CQL queries examples

Example Description
headingType = personalName Matches authorities with Personal Name heading type
authoritySourceFile.id = 12345 Matches authorities with 12345 source file id
authoritySourceFile.name = LC Genre/Form Terms Matches authorities with source file name LC Genre/Form Terms
authoritySourceFile = "" Matches authorities with any defined authority source file, queries authoritySourceFile.id = "" and authoritySourceFile.name = "" gives the identical result as id and name are required attributes of source file
headingType = corporateName NOT authoritySourceFile = "" Matches authorities with Corporate Name heading type and without any defined authority source file, same like in a previous query NOT authoritySourceFile = "" can be replaced by NOT authoritySourceFile.id = "" or NOT authoritySourceFile.name = ""
createdDate > 2021-10-25T12:00:00.0 Matches authorities that were created after 2021-10-25 12:00:00
updatedDate <= 2021-10-28T12:00:00.0 Matches authorities that were updated before or at 2021-10-28 12:00:00

Retention policy for archived authorities

In order to provide an ability for a tenant to have specific retention period of authority archives, we need to add the below configuration in mod-settings. If no setting is provided by a tenant the retention period value would be taken from AUTHORITY_ARCHIVES_EXPIRATION_PERIOD environment variable.

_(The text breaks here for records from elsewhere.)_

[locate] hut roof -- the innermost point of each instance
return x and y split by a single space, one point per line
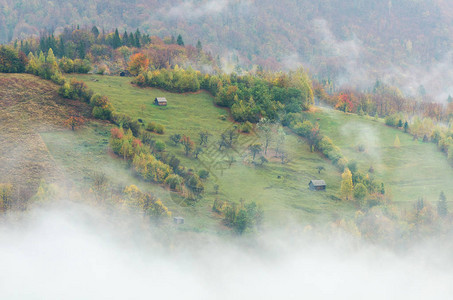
318 182
161 99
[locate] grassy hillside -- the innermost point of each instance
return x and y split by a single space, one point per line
35 145
282 189
29 106
413 170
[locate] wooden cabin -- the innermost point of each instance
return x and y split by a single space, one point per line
160 101
178 220
317 185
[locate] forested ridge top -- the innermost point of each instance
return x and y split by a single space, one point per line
261 29
346 42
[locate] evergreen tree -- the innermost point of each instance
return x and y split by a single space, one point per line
95 31
442 209
61 47
179 41
199 47
131 40
346 185
137 39
397 142
125 38
116 40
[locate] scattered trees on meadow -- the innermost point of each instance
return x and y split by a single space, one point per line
12 61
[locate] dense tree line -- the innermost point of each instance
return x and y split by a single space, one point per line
152 164
250 97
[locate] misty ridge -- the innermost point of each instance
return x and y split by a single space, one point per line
352 43
76 251
226 149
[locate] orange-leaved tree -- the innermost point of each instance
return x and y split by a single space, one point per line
138 63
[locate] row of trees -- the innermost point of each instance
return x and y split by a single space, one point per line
250 97
109 52
152 164
384 100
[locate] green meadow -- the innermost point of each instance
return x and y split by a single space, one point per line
415 169
409 172
281 189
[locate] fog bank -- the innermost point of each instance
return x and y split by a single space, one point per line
75 252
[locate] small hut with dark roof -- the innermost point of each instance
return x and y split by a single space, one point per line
317 185
160 101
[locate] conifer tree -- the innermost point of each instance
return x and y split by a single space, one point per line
137 39
397 142
442 209
125 38
179 41
346 185
116 40
95 31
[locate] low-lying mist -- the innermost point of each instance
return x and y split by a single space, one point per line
72 251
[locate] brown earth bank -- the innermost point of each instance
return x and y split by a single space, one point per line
29 106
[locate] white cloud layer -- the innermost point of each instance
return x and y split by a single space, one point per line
77 253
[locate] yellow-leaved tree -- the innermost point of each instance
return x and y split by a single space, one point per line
346 185
397 142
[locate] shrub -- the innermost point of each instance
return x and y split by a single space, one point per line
159 146
10 60
246 127
159 129
175 182
203 174
151 126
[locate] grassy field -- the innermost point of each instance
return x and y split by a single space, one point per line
413 170
29 105
35 145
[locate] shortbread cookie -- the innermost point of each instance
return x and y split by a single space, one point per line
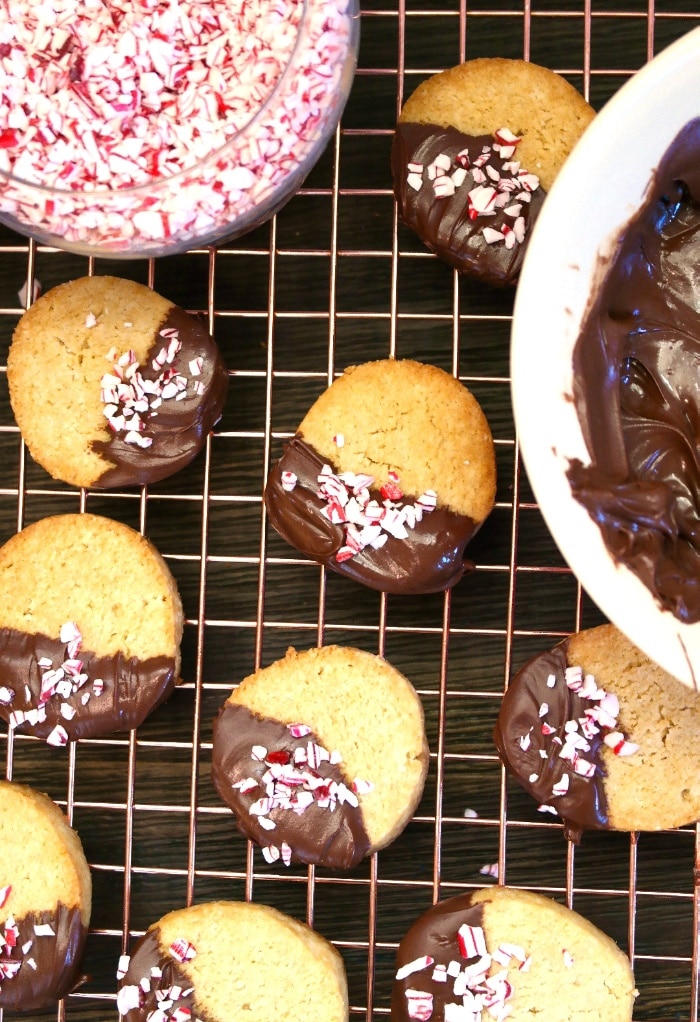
475 151
228 961
598 733
389 475
505 953
322 755
112 385
45 899
90 629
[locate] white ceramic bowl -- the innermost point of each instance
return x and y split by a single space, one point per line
599 189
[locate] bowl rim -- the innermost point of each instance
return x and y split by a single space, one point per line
550 306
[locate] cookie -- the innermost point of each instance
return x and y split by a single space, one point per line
598 733
112 385
390 473
227 961
322 755
90 629
474 153
505 953
45 899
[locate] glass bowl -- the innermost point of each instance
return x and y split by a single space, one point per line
599 190
145 174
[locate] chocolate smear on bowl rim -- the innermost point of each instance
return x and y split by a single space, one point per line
637 389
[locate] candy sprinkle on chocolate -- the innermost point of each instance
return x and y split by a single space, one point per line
292 782
367 522
487 188
130 399
600 717
480 992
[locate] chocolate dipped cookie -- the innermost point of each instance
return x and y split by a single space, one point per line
390 473
45 900
474 153
599 734
111 384
90 629
227 961
322 755
505 953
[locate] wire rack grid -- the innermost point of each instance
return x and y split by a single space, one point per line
331 281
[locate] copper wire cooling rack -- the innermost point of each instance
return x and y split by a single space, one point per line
333 280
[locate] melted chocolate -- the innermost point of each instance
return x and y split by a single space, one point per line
132 688
434 933
584 805
146 956
56 958
637 388
179 428
444 224
334 838
429 560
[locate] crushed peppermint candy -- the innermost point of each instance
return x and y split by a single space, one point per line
123 966
130 399
365 520
419 1005
104 102
490 184
60 682
479 980
182 950
292 782
599 718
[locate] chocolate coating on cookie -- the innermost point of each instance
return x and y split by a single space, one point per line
179 427
524 730
335 838
430 559
160 973
48 969
448 223
433 934
636 388
130 689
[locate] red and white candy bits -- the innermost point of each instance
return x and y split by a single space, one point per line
137 119
491 183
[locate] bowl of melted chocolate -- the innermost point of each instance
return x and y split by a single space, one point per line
606 360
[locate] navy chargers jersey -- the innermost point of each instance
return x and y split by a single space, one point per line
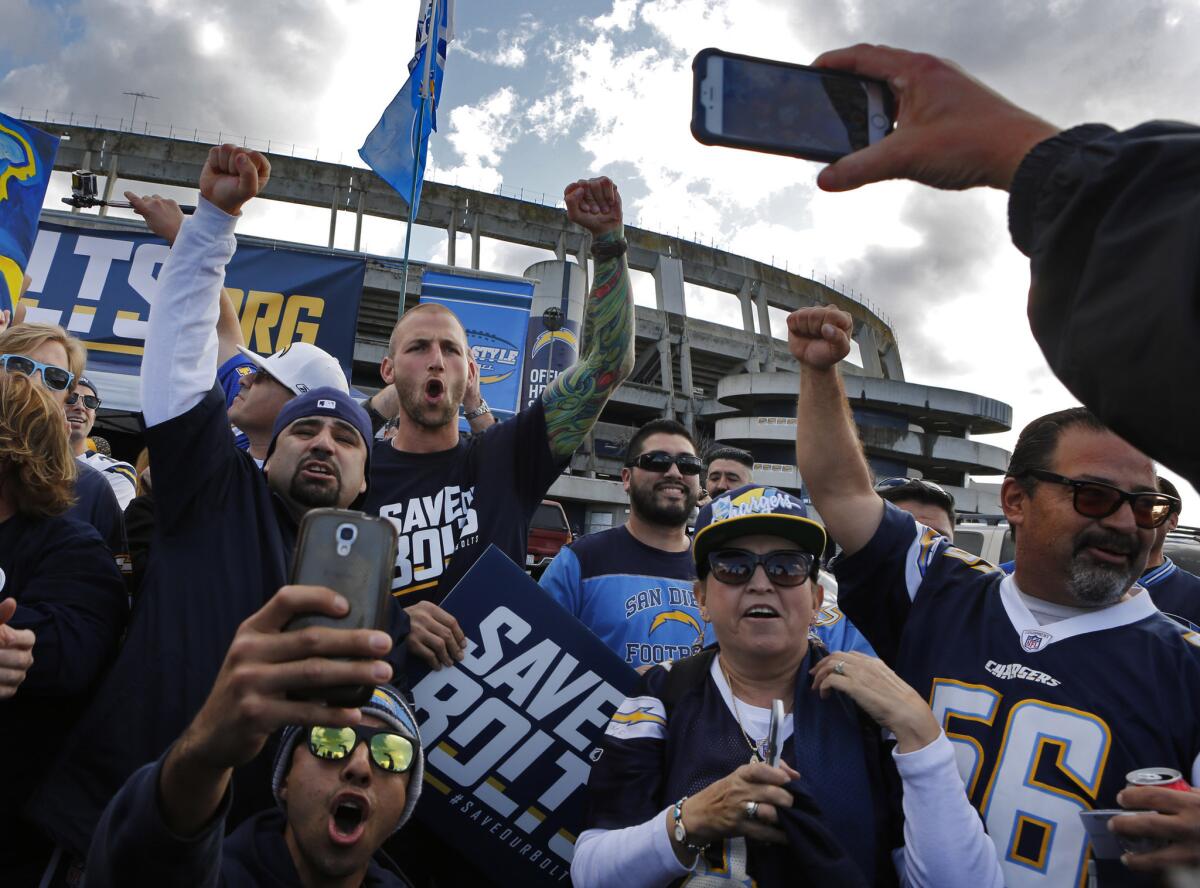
636 598
1175 591
1047 720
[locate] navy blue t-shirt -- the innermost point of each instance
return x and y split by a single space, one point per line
97 505
220 549
635 597
1047 720
450 505
1175 591
71 595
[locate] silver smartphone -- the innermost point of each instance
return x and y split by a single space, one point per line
774 744
739 101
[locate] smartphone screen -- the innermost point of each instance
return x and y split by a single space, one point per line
787 108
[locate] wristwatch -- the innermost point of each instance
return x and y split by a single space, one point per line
604 250
478 412
681 832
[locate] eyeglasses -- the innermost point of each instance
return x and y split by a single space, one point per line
389 750
1096 499
90 401
915 484
663 461
735 567
53 377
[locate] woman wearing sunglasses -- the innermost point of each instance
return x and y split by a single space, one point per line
691 781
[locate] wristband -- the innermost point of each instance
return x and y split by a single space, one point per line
681 832
604 250
478 412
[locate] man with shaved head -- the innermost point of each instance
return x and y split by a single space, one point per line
451 498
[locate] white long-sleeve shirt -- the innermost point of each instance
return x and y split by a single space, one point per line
946 845
180 361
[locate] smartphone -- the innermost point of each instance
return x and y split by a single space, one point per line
1109 846
774 747
781 108
353 555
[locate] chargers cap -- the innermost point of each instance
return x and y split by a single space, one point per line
754 509
301 367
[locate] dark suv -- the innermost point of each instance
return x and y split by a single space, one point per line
549 532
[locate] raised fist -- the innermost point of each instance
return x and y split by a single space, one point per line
594 204
233 175
819 337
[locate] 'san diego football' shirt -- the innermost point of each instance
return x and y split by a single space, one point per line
636 598
1175 591
1047 719
450 505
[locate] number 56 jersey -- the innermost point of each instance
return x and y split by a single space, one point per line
1047 720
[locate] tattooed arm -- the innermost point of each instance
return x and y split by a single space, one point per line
574 400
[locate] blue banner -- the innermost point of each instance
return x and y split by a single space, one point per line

Permissions To make a post call to mod-settings, user should have below permissions.

  mod-settings.entries.item.post
  mod-settings.global.write.mod-entities-links

Example request

POST https://{okapi-location}/settings/entries
{
    "id":"1e01066d-4bee-4cf7-926c-ba2c9c6c0001",
    "scope": "authority-storage",
    "key": "authority-archives-expiration",
    "value": {
      "expirationEnabled":true,
      "retentionInDays":10
    }
}
Field Type Description
id UUID id of type UUID should be provided.
scope String Scope should be the module name. Here, it will be "authority-storage"
key String Feature or Identifier name matching the setting we are enabling for. Here, it will be "authority-archives-expiration"
value Json Object Value object for this setting.
Value field Type Description
expirationEnabled boolean Indicates whether or not to enable expiration of Authority Archives for the tenant.
retentionInDays int Retention period of Authority Archives provided in days. If not specified, the default value would be taken by the AUTHORITY_ARCHIVES_DEFAULT_EXPIRATION_DAYS environment variable.